Home Sweet Home: Welcoming the Children!
Nurturing a Christian Culture in the Home: Welcoming the Children!
“How fortunate, how happy are you who fear the Lord, you who are filled with reverence for Him. All of us who follow His ways are to be envied, because God Himself will bless us! You will enjoy the fruit of your labor and be fulfilled in your work. How joyful and prosperous you will be! Your wife will be like a fruitful grapevine, flourishing within your home. Your children will be like vigorous newly planted olive trees as they sit all around you at the family table. This is all the Lord’s blessing for those who fear Him, for those who are filled with awe and reverence for Him.” (Psalm 128:1-3).
In God’s Word, we can read His mind… Children are a blessing, they are a gift of God. Children are a source of happiness, a sign of God’s favor. God has designed the world to be family centered. Psalm 128 describes the happy home, in which a supreme blessing of God is to enjoy the fulfillment of being surrounded with family, with a wife and children around the table.
Unhealthy societies, on the other hand, view the family as unimportant and the children as a curse. The anti-family culture in which we live now in Ameria is bound to fall flat on its face. Marriage is just an afterthought, and children are seen more as a curse, not a blessing. Societies that don’t honor and value children will sooner or later not honor any stage of human life. When unborn babies, the most vulnerable of our children, are seen as a nuisance, an inconvenience, an added expense, the death warrant of that culture has been signed, sealed and delivered.

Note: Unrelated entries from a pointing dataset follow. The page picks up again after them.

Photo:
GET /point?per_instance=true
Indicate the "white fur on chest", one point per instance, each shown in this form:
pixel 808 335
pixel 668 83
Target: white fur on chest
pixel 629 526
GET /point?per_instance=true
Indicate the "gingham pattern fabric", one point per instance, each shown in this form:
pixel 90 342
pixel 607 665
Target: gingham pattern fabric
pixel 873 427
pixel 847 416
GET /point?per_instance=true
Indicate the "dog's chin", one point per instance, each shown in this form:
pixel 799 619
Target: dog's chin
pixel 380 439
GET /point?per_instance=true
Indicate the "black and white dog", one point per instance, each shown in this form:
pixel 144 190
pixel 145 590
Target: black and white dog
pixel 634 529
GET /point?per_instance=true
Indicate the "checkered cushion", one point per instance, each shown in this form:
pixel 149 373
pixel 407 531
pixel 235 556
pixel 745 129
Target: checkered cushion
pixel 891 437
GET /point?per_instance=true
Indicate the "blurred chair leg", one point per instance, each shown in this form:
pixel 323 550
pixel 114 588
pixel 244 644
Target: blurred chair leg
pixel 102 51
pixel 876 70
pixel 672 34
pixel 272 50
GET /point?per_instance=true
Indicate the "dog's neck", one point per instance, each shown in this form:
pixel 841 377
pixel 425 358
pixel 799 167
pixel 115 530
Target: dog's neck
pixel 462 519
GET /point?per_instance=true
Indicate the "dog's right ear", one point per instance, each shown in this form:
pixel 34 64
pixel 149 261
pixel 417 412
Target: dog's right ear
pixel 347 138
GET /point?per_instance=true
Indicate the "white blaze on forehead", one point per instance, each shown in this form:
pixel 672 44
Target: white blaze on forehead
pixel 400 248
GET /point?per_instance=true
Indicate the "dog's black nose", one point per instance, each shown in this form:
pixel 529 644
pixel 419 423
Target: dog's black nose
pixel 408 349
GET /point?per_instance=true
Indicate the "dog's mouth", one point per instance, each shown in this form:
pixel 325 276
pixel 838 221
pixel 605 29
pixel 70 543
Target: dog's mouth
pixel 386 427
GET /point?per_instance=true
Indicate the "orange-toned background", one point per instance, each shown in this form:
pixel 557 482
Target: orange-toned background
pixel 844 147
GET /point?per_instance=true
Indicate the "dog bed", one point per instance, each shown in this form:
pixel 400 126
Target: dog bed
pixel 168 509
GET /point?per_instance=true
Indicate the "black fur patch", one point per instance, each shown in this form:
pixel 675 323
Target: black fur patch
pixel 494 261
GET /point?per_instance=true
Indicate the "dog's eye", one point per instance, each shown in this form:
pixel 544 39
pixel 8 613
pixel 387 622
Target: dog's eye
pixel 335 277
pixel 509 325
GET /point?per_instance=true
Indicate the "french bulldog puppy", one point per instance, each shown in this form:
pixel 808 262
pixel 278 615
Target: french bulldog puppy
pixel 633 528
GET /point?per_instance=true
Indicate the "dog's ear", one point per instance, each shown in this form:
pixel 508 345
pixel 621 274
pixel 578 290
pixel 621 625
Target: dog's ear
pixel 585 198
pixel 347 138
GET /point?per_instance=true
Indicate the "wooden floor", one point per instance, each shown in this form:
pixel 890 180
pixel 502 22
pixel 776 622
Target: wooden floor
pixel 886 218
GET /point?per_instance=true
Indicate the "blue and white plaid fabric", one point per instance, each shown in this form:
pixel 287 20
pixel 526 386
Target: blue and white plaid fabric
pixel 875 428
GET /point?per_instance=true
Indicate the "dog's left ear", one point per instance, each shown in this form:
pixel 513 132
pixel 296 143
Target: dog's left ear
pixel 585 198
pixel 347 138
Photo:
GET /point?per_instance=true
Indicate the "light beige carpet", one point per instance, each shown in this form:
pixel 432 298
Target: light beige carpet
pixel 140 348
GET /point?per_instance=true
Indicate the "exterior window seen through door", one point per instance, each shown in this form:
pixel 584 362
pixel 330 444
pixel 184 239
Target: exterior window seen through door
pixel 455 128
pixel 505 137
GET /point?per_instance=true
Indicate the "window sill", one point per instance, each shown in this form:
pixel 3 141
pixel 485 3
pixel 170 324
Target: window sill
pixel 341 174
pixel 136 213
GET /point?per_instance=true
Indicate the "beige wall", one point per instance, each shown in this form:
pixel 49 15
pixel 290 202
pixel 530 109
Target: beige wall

Children. For those who read the Gospels, one can’t help but notice that Jesus valued children highly. Noone understood better than Jesus that children are icons of God made in His image, they are living sacraments and visible signs of the invisible reality of God in the world. He didn’t overlook them, He didn’t underestimate them. Jesus honored children, not only for who they were as human beings but also for what they symbolized. There is one gospel scene in particular where He makes His feelings known about the importance of receiving children. What did Jesus mean when, after taking up a child into his arms, he said that whoever welcomes, whoever receives, one of these little children in his name in fact welcomes him? (Mark 9:36-37). It would take a lifetime to plumb the depths of his statement, but it’s almost as if Jesus might be saying:
Here’s the bottom line, people… I love children. I knit every one of them together, strung together their DNA, wired each nervous system. I gave the first breath of life to each and every one! I invented each personality, fashioned each child from scratch, and then danced a jig to celebrate every birth. And so I designed each child to represent much of what is true of my Kingdom: simple and transparent, playful and straightforward, relational and curious, zealous and dynamic, dependent and vulnerable.
Children, all of them in general and each one in particular, are my pride and joy. Unfortunately, each prize package is also vulnerable in this fallen world of mine. So they have my heart, and I have their back.
I’m like any good parent, only more so. I take personally whatever happens to them, as if it happens to me. I’m like the mom who screeches “ouch” when her child falls on the sidewalk. I’m like the dad who basks in the moment when his child succeeds at something after hard work and sacrifice. So when a little ragamuffin kid is received with kindness and respect, I take it personally, and I feel like I’m being received that way too.
When parents graciously open their home to be blessed with a child – as an act of faith and trust – they had better set an extra plate at the table for me. When schools welcome students into their classrooms as honored guests made in my image, they’d better get an extra desk for me. Whoever welcomes a child, welcomes me, the Lord of children.
Yahweh becomes a household name whenever love for children is a natural outgrowth of love for me, be they sick or healthy, athletic or awkward, academic or imaginative, passive or exuberant, a rock star or someone who is easily lost in the shuffle. I’m like this with anyone who is vulnerable, with a person of any age who is overlooked or undervalued. Whenever the underdogs are welcomed for my sake, I take it personally.
You know what? I know what if feels like. I was once an unknown child. I was once considered a fool and a misfit. I was misjudged and marginalized, criticized and belittled. So by all means, by every means, welcome my children into your hearts in my Name of Love, and you will find that you’d better open your arms a little wider, because I’m right there with you. Make room for me, too.